High expressor paraoxonase PON1 gene promoter polymorphisms are associated with reduced risk of vascular disease in younger coronary patients.

Human paraoxonase-1 is hypothesised to protect serum lipoproteins from oxidative stress. Decreased serum activity of paraoxonase-1 in animal models is associated with an increased risk of vascular disease and has been linked to the anti-oxidant capacity of the enzyme. Promoter polymorphisms of the human paraoxonase-1 gene strongly influence serum concentrations of the enzyme. The present study examined the hypothesis that promoter polymorphisms may be genetic risk factors for vascular disease in man. Genotypes arising from the promoter C(-907)G polymorphism were analysed in the ECTIM2 population. The global odds ratio for myocardial infarction, comparing the high expressor GG genotype to other genotypes, was 0.77 (0.61-0.97) (P=0.024).
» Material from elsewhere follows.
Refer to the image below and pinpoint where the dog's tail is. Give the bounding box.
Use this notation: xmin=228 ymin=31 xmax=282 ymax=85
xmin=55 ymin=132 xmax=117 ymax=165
The association with the promoter genotype was more pronounced in the youngest age group (odds ratio 0.52 (0.31-0.87), P=0.012) and was progressively lost with age (respectively 50 years to <60 years, P=0.26; >60 years, P=0.45). There was no association between the promoter genotypes and serum lipids. The data are consistent with the high expressor promoter genotype being linked to reduced risk of myocardial infarction. The influence of the genotype may be compromised in older patients.